Planning Balanced Programming for the School Year

While the whole year’s programming may be planned broadly, detailed lesson and unit planning is ongoing, and depends on the interests and needs of students identified through classroom assessment. In the course of this ongoing planning, teachers need to monitor the balance of various important elements in each unit and in the course as a whole.

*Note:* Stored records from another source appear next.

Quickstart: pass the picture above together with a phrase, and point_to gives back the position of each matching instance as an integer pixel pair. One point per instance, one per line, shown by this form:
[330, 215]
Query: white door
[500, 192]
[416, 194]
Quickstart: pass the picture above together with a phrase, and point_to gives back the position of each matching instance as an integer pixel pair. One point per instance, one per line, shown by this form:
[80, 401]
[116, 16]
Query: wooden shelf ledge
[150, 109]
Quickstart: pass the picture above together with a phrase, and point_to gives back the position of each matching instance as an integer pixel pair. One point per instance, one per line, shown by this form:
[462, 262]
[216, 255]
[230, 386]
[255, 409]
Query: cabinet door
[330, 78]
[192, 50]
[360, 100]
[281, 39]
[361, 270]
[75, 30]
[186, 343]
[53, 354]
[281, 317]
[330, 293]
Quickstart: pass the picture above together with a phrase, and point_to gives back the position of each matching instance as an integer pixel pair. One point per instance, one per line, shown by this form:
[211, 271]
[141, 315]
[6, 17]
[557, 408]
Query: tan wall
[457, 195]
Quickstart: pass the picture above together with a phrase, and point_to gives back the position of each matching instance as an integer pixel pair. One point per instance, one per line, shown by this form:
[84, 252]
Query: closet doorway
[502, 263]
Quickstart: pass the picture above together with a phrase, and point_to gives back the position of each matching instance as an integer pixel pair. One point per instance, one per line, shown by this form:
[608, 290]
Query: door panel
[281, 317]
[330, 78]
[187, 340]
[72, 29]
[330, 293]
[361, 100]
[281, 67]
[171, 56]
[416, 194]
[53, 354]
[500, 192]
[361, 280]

Teachers who keep an ongoing record of instructional and assessment activities can check periodically whether their programming is balanced with respect to the following elements:

  • The six language arts: An effective language arts course has a balance of listening, speaking, reading, writing, viewing, and representing activities, and provides opportunities for students to interact with a variety of oral, print, and media texts from a variety of forms and genres. Outcomes addressed with reference to one of the language arts in one instance may use a different language art on other occasions. For example, students who learn to generate ideas by creating lists may sketch on another occasion.
  • Opportunities for using various learning styles and intelligences: Intelligence is multi-dimensional and dynamic, and each individual has preferred ways of accessing, processing, and expressing information and ideas. Teachers need to vary their instructional approaches and methods to enable all students to use their preferred learning styles at least some of the time. Teachers who identify their students’ learning styles and intelligences profiles may provide experiences that use students’ strengths as a point of entry into new material, and that directly address their learning requirements. Offering a high degree of choice and ensuring a balance in the six language arts are steps towards providing students with learning experiences in various preferred learning styles and intelligences.
  • A variety of instructional approaches: Teachers need to ensure that their programming incorporates a balance of instructional approaches. While indirect instruction activities, such as inquiry projects, provide excellent learning experiences in many learning outcome areas, it may be difficult for teachers to integrate certain aspects of the curriculum when students are using self-selected materials and engaging in a variety of activities. Teachers need to monitor carefully the outcomes that indirect instruction addresses and those it omits. They need to be inventive in finding opportunities to embed curricular aspects in the context of students’ own work. Many of the outcomes, such as learning editing skills, may be addressed through mini-lessons that provide instruction and modelling, followed by student practice with their own writing. Other outcomes, such as the use of organizational tools, can be taught in the context of a wide variety of student applications.
  • Differentiation for students of various ability levels: To ensure that language arts programming offers learning experiences for students of all ability levels, teachers need to check whether they are providing experiences that can be applied with varying degrees of complexity and with greater or lesser student independence. Differentiation also can be achieved by providing extension activities for capable students, and by building supports into instruction for struggling students. Success for All Learners: A Handbook on Differentiating Instruction (Manitoba Education and Training, 1996) is a resource for teachers to use in differentiating programming for all students.
  • Individual and interactive strategies and groupings: Teachers need to ensure that there is a balance in their classrooms of various kinds of groupings: pairs, small groups, and whole-class groups, as well as opportunities for individual work. Cooperative and collaborative work reflects that learning is social, and builds on students’ desires to interact, to learn from each other, to perform, and to share their views with an audience. While interactive experiences address students’ need for cooperation and collaboration as life skills, individual learning and assessment experiences also are vital for many kinds of learning, including the development of independence and self-knowledge.